When Nights Black Mantle

Lady Mary Wroth (1621) Lady Mary Wroth began her sonnet sequence "Pamphilia to Amphilan-thus," which she included in her prose romance The Countess of Montgomery's Urania, with Sonnet 1, referred to by its first line, "When night's black mantle could most darkness prove." The speaker is Pamphilia, a young woman of virtue who attempts to convince her lover, Amphilanthus, of the value of responsible and pure living. Wroth extends the metaphor of night and darkness to suggest danger and the inability to see the future of her speaker. The imagery of the mantle in the first line emphasizes the totality of the darkness. The speaker describes sleep as "death's Image," a common reference that suggests the light of life remains in danger during that time. While she sleeps her "thoughts did move" from a conscious awareness of herself quickly, "Swifter than those most swiftness need require." Wroth emphasizes the trepidation that seizes her speaker in repetition of the term swift to indicate how quickly she lost control. Her imagery reflects mythological figures and ideas, as the speaker describes riding in "a chariot drawn by winged desire" and seeing Venus, the goddess of love, with her son, Cupid, god of love. Cupid sits at the feet of Venus "adding fire / To burning hearts," a reference to the belief that Cupid could cause the passion of love by piercing an unsuspecting human's heart. After being shot, the human would fall in love with the next person she saw, losing complete control over who became the object of her affection.

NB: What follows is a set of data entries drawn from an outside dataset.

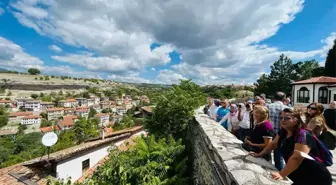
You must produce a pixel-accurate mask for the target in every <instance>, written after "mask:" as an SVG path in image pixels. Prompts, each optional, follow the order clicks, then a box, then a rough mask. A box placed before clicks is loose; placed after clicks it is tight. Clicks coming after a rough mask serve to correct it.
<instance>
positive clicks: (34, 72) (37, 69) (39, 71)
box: [28, 68, 41, 75]
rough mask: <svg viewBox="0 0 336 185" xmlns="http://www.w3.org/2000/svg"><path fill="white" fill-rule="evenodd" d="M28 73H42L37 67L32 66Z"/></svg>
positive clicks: (30, 68)
mask: <svg viewBox="0 0 336 185" xmlns="http://www.w3.org/2000/svg"><path fill="white" fill-rule="evenodd" d="M28 73H29V74H31V75H39V74H41V71H40V70H39V69H37V68H30V69H28Z"/></svg>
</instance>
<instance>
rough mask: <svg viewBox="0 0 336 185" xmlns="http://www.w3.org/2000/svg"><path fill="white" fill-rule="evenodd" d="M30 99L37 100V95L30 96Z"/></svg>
mask: <svg viewBox="0 0 336 185" xmlns="http://www.w3.org/2000/svg"><path fill="white" fill-rule="evenodd" d="M30 97H31V98H33V99H37V98H38V94H32V95H30Z"/></svg>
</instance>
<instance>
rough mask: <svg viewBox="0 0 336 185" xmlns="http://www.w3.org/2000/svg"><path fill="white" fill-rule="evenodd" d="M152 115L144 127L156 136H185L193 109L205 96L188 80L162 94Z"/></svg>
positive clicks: (185, 134) (205, 98) (190, 121)
mask: <svg viewBox="0 0 336 185" xmlns="http://www.w3.org/2000/svg"><path fill="white" fill-rule="evenodd" d="M158 99H159V101H158V103H157V105H156V107H155V108H154V109H153V112H154V114H153V116H151V117H149V118H148V119H146V121H145V128H146V129H148V131H149V132H150V133H152V134H154V135H156V136H157V137H165V136H168V135H172V136H173V137H174V138H175V139H179V138H185V136H186V134H187V130H188V128H189V125H190V122H191V120H192V119H193V116H194V110H195V109H196V108H198V107H199V106H201V105H204V104H205V103H206V96H205V94H204V93H203V92H202V91H201V89H200V86H198V85H197V84H195V83H193V82H191V81H190V80H182V81H181V82H180V84H179V85H173V87H172V88H171V89H170V90H169V91H167V92H166V93H164V94H162V95H161V96H160V97H159V98H158Z"/></svg>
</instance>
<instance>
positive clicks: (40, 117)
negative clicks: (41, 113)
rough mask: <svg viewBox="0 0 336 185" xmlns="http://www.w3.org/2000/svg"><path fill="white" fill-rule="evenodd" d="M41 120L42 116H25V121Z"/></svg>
mask: <svg viewBox="0 0 336 185" xmlns="http://www.w3.org/2000/svg"><path fill="white" fill-rule="evenodd" d="M38 118H41V117H40V116H25V117H23V119H38Z"/></svg>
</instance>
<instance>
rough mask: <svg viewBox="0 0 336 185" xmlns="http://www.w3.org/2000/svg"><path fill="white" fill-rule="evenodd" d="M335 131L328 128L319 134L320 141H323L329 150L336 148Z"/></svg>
mask: <svg viewBox="0 0 336 185" xmlns="http://www.w3.org/2000/svg"><path fill="white" fill-rule="evenodd" d="M335 135H336V134H335V131H332V130H328V131H326V132H324V133H322V134H321V136H320V137H318V138H319V139H320V141H322V143H324V145H325V146H326V147H327V148H328V149H329V150H334V149H335V148H336V136H335Z"/></svg>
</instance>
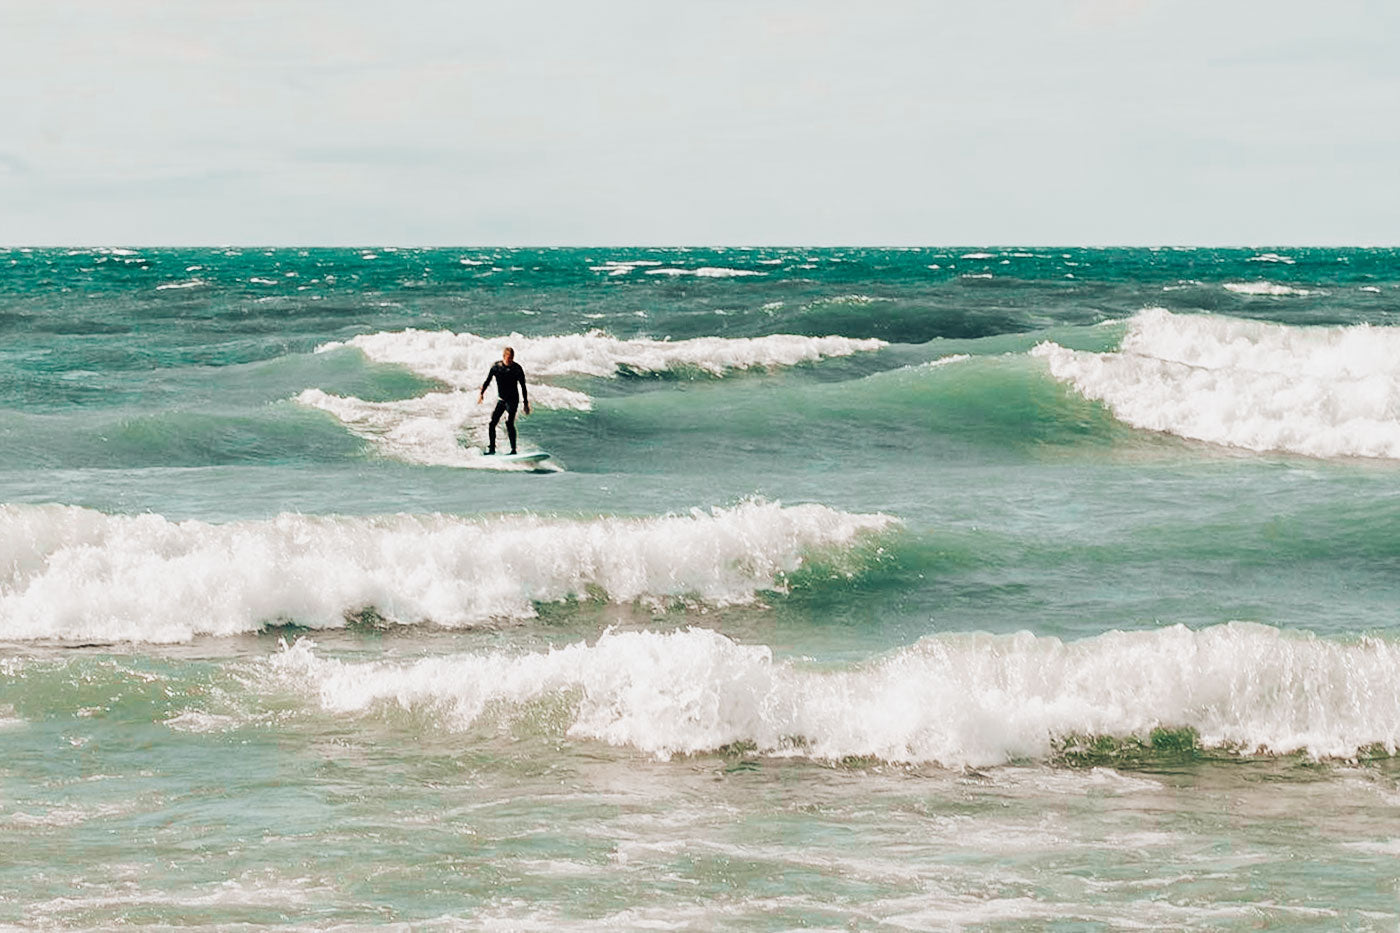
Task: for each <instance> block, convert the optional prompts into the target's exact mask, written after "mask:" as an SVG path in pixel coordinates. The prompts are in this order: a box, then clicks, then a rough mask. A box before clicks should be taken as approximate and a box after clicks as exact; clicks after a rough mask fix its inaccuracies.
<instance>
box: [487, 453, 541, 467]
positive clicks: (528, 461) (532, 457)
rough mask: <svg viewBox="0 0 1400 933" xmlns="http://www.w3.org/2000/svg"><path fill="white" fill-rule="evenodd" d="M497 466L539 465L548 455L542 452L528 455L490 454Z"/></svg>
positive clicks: (511, 454)
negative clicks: (532, 464) (494, 461)
mask: <svg viewBox="0 0 1400 933" xmlns="http://www.w3.org/2000/svg"><path fill="white" fill-rule="evenodd" d="M490 457H491V459H493V461H496V462H497V464H539V462H543V461H546V459H549V454H546V452H545V451H542V450H532V451H529V452H528V454H491V455H490Z"/></svg>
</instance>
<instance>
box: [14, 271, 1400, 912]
mask: <svg viewBox="0 0 1400 933" xmlns="http://www.w3.org/2000/svg"><path fill="white" fill-rule="evenodd" d="M507 345H510V346H512V347H514V349H515V359H517V361H518V363H521V366H522V367H524V370H525V373H526V377H528V389H529V401H531V403H532V406H533V410H532V413H531V415H528V416H525V415H524V413H522V415H521V417H519V420H518V427H519V434H521V450H524V451H535V450H540V451H547V452H549V454H550V459H549V461H546V462H545V464H543V468H542V469H540V471H539V472H532V471H531V469H529V468H528V466H522V465H511V464H503V462H501V461H500V459H493V458H489V457H483V454H482V450H480V447H482V444H483V440H484V436H486V420H487V417H489V413H490V409H491V402H493V398H494V389H491V391H489V392H487V398H486V402H484V403H480V405H479V403H477V401H476V399H477V389H479V388H480V384H482V380H483V378H484V377H486V371H487V368H489V367H490V364H491V361H494V360H497V359H500V354H501V349H503V347H504V346H507ZM501 443H503V444H504V440H503V441H501ZM1397 479H1400V251H1397V249H1322V248H1308V249H1299V248H1289V249H1284V248H1260V249H1204V248H1200V249H1187V248H1161V249H1081V248H962V249H855V248H851V249H839V248H820V249H818V248H753V249H738V248H692V249H683V248H673V249H624V248H568V249H564V248H560V249H395V248H372V249H370V248H365V249H291V248H279V249H260V248H210V249H154V248H140V249H137V248H105V249H62V248H59V249H55V248H48V249H38V248H36V249H8V251H0V927H15V929H55V930H59V929H62V930H70V929H71V930H78V929H111V927H115V926H127V927H162V929H171V927H179V929H189V927H210V929H227V930H237V929H252V927H286V929H307V930H332V929H335V930H342V929H360V927H371V926H374V927H379V926H392V925H398V926H399V927H400V929H423V930H455V929H503V930H556V929H683V930H787V929H794V927H812V929H869V927H876V926H888V927H892V929H988V930H1007V929H1064V930H1099V929H1103V930H1109V929H1141V927H1148V929H1212V930H1214V929H1260V927H1268V929H1299V930H1331V929H1387V930H1393V929H1396V926H1397V923H1400V867H1397V866H1400V862H1397V856H1400V766H1397V761H1400V759H1397V756H1396V755H1397V747H1400V609H1397V607H1400V483H1397Z"/></svg>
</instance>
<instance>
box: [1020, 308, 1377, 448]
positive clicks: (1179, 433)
mask: <svg viewBox="0 0 1400 933" xmlns="http://www.w3.org/2000/svg"><path fill="white" fill-rule="evenodd" d="M1032 353H1033V354H1035V356H1037V357H1042V359H1044V360H1046V361H1047V363H1049V366H1050V371H1051V374H1054V377H1056V378H1058V380H1061V381H1064V382H1068V384H1071V385H1072V387H1074V388H1075V389H1078V391H1079V392H1081V394H1082V395H1084V396H1086V398H1089V399H1093V401H1099V402H1103V403H1105V405H1107V408H1109V409H1110V410H1112V412H1113V415H1114V416H1116V417H1119V419H1120V420H1123V422H1126V423H1128V424H1133V426H1134V427H1141V429H1147V430H1156V431H1166V433H1170V434H1177V436H1180V437H1190V438H1194V440H1204V441H1211V443H1215V444H1228V445H1232V447H1243V448H1247V450H1257V451H1266V450H1275V451H1288V452H1295V454H1305V455H1309V457H1385V458H1400V328H1389V326H1371V325H1365V324H1361V325H1355V326H1343V328H1322V326H1288V325H1282V324H1264V322H1259V321H1242V319H1238V318H1224V317H1214V315H1179V314H1170V312H1168V311H1163V310H1161V308H1154V310H1148V311H1142V312H1138V314H1137V315H1135V317H1134V318H1133V319H1131V321H1130V322H1128V329H1127V333H1126V336H1124V338H1123V343H1121V346H1120V347H1119V350H1116V352H1112V353H1086V352H1079V350H1068V349H1065V347H1063V346H1058V345H1057V343H1050V342H1047V343H1042V345H1040V346H1037V347H1036V349H1035V350H1032Z"/></svg>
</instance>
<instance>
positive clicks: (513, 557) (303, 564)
mask: <svg viewBox="0 0 1400 933" xmlns="http://www.w3.org/2000/svg"><path fill="white" fill-rule="evenodd" d="M893 521H895V520H892V518H889V517H886V516H879V514H847V513H841V511H836V510H832V509H827V507H825V506H815V504H808V506H792V507H783V506H780V504H776V503H764V502H746V503H742V504H739V506H735V507H732V509H714V510H711V511H700V510H694V511H692V513H690V514H686V516H666V517H658V518H596V520H591V521H589V520H580V521H567V520H553V518H539V517H533V516H512V517H510V518H508V520H490V518H484V520H469V518H458V517H452V516H388V517H378V518H350V517H312V516H293V514H284V516H279V517H277V518H273V520H269V521H235V523H228V524H207V523H202V521H181V523H174V521H168V520H165V518H162V517H160V516H154V514H146V516H106V514H102V513H98V511H91V510H87V509H77V507H63V506H0V639H11V640H13V639H60V640H102V642H115V640H129V642H183V640H189V639H192V637H195V636H199V635H234V633H239V632H255V630H258V629H260V628H262V626H263V625H265V623H269V622H279V621H283V622H286V621H293V622H297V623H301V625H307V626H312V628H339V626H343V625H346V614H347V612H356V611H360V609H364V608H372V609H374V611H375V612H378V614H379V615H382V616H384V618H386V619H389V621H393V622H406V623H412V622H433V623H435V625H441V626H470V625H476V623H482V622H487V621H493V619H526V618H532V616H533V615H535V614H536V611H535V604H536V602H553V601H563V600H568V598H594V597H601V598H605V600H609V601H613V602H633V601H643V602H652V604H664V602H666V601H671V600H696V601H700V602H703V604H707V605H734V604H745V602H750V601H753V600H755V598H756V597H757V594H759V593H760V591H773V590H778V591H781V590H783V588H784V577H785V574H788V573H792V572H795V570H798V569H801V567H804V566H806V565H808V563H809V562H811V560H813V559H816V560H829V559H834V560H837V562H840V560H841V558H843V555H846V556H848V552H850V551H851V549H853V548H854V546H855V545H857V544H858V541H860V539H861V538H862V537H865V535H869V534H875V532H879V531H882V530H885V528H889V527H890V525H892V524H893Z"/></svg>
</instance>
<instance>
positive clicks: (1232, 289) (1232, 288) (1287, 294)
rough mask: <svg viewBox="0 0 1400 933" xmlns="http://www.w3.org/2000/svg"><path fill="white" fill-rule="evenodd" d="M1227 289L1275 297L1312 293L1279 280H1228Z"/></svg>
mask: <svg viewBox="0 0 1400 933" xmlns="http://www.w3.org/2000/svg"><path fill="white" fill-rule="evenodd" d="M1225 290H1226V291H1233V293H1235V294H1250V296H1268V297H1273V298H1284V297H1289V296H1305V294H1312V291H1310V290H1309V289H1296V287H1294V286H1285V284H1280V283H1277V282H1226V283H1225Z"/></svg>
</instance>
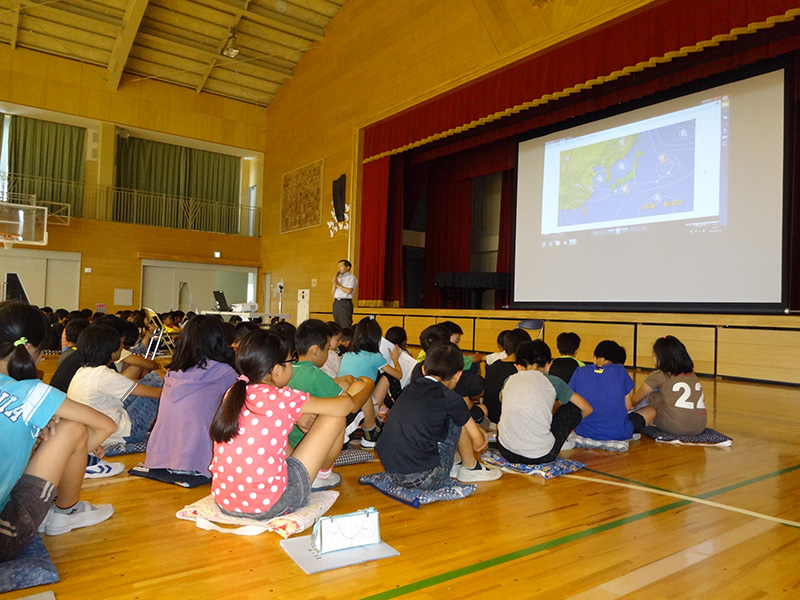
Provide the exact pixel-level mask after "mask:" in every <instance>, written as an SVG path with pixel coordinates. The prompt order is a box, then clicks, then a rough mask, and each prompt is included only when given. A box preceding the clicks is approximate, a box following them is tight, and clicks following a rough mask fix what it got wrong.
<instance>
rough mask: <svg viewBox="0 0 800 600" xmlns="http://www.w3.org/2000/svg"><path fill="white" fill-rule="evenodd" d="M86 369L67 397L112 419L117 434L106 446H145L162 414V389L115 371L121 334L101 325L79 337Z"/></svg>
mask: <svg viewBox="0 0 800 600" xmlns="http://www.w3.org/2000/svg"><path fill="white" fill-rule="evenodd" d="M78 352H79V353H80V354H81V356H83V366H82V367H81V368H80V369H78V371H77V372H76V373H75V376H74V377H73V378H72V382H71V383H70V384H69V390H68V391H67V395H68V396H69V397H70V398H72V399H73V400H75V401H76V402H80V403H81V404H86V405H87V406H91V407H92V408H94V409H95V410H99V411H100V412H101V413H103V414H104V415H106V416H108V417H110V418H111V419H112V420H113V421H114V422H115V423H116V424H117V431H116V432H115V433H114V434H113V435H111V436H110V437H109V438H108V439H106V440H105V442H104V445H109V444H130V443H133V442H141V441H143V440H144V439H145V437H146V436H147V432H148V431H150V427H152V425H153V421H155V419H156V414H157V413H158V399H159V397H160V396H161V388H159V387H151V386H146V385H142V384H140V383H136V382H135V381H132V380H131V379H128V378H127V377H125V376H124V375H122V374H121V373H119V372H117V370H116V369H114V368H113V366H112V365H113V363H114V362H115V361H116V360H118V359H119V356H120V354H121V353H122V341H121V339H120V336H119V333H117V331H116V330H115V329H113V328H112V327H109V326H108V325H105V324H103V323H100V324H99V325H93V326H91V327H87V328H86V329H84V330H83V333H81V335H80V336H78Z"/></svg>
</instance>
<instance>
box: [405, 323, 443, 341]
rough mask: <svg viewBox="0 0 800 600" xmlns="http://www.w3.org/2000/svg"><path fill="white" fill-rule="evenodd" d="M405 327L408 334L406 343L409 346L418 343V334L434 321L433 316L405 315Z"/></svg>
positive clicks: (421, 331)
mask: <svg viewBox="0 0 800 600" xmlns="http://www.w3.org/2000/svg"><path fill="white" fill-rule="evenodd" d="M405 323H406V324H405V329H406V333H407V334H408V343H409V345H411V346H418V345H419V334H420V333H422V330H423V329H425V328H426V327H429V326H431V325H433V324H435V323H436V318H435V317H406V319H405Z"/></svg>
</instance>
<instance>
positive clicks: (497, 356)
mask: <svg viewBox="0 0 800 600" xmlns="http://www.w3.org/2000/svg"><path fill="white" fill-rule="evenodd" d="M509 331H511V330H510V329H504V330H503V331H501V332H500V333H498V334H497V352H492V353H491V354H487V355H486V366H487V367H488V366H489V365H491V364H492V363H494V362H497V361H498V360H503V359H504V358H505V357H507V356H508V354H507V353H506V349H505V347H503V339H504V338H505V337H506V334H507V333H508V332H509Z"/></svg>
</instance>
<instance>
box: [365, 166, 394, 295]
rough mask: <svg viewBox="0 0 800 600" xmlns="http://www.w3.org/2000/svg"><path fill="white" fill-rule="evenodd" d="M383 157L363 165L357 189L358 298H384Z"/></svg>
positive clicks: (385, 220)
mask: <svg viewBox="0 0 800 600" xmlns="http://www.w3.org/2000/svg"><path fill="white" fill-rule="evenodd" d="M390 163H391V160H390V159H389V157H388V156H387V157H386V158H382V159H380V160H376V161H373V162H370V163H367V164H365V165H364V170H363V171H362V178H361V179H362V188H361V256H360V259H359V263H358V299H359V301H361V300H366V301H374V300H384V298H383V293H384V289H383V288H384V276H385V272H386V253H385V249H386V219H387V215H388V212H389V166H390Z"/></svg>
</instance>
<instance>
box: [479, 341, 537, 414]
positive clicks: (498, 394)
mask: <svg viewBox="0 0 800 600" xmlns="http://www.w3.org/2000/svg"><path fill="white" fill-rule="evenodd" d="M529 341H531V334H530V333H528V332H527V331H526V330H524V329H512V330H510V331H509V332H508V333H507V334H506V335H505V337H504V338H503V347H504V348H505V349H506V352H507V353H508V356H506V357H505V358H503V359H501V360H498V361H495V362H494V363H492V364H491V365H486V388H485V391H484V393H483V403H484V405H485V406H486V408H487V409H488V411H489V420H490V421H491V422H492V423H499V422H500V412H501V411H502V406H501V404H500V390H501V389H503V384H504V383H505V381H506V379H508V378H509V377H510V376H511V375H513V374H514V373H516V372H517V367H516V366H515V364H514V363H515V358H514V357H515V354H516V352H517V347H519V345H520V344H522V343H523V342H529Z"/></svg>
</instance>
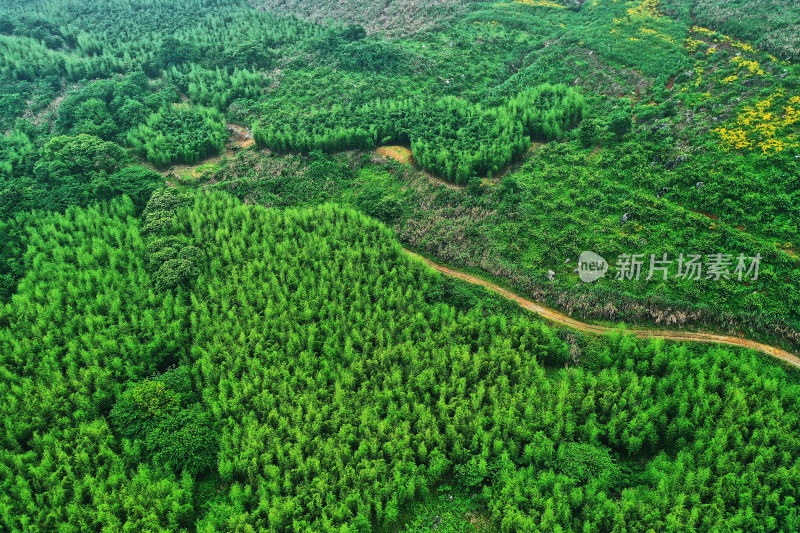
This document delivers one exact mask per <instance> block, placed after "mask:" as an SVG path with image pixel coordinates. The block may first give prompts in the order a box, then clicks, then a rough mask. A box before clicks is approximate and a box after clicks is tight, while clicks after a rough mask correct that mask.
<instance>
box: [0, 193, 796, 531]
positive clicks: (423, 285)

The speaker sees Venus hold higher than all of the hearts "one heart flaming more than all the rest," after which she placed it into Pamphilia's breast. Wroth introduces dialogue to dramatize further the scene as Venus instructs Cupid, "Dear, son, now shut . . . thus must we win." The flaming heart is enclosed in Pamphilia, who says that Cupid "martyred my poor heart." When she wakes, she "hoped as dreams it would depart, / Yet since, O me, a lover I have been."

Wroth achieves several purposes with this opening sonnet. She establishes Pamphilia as an innocent young woman, caught up in events beyond her control. She also clarifies Pamphilia's position as a lover, in that she had hoped in vain not to experience the emotions that left her feeling used. The term martyr proves especially effective as a description of the speaker, one who dies for a cause greater than she. Wroth allows readers to identify as humans trapped in the same condition, that is, as victims of our passions.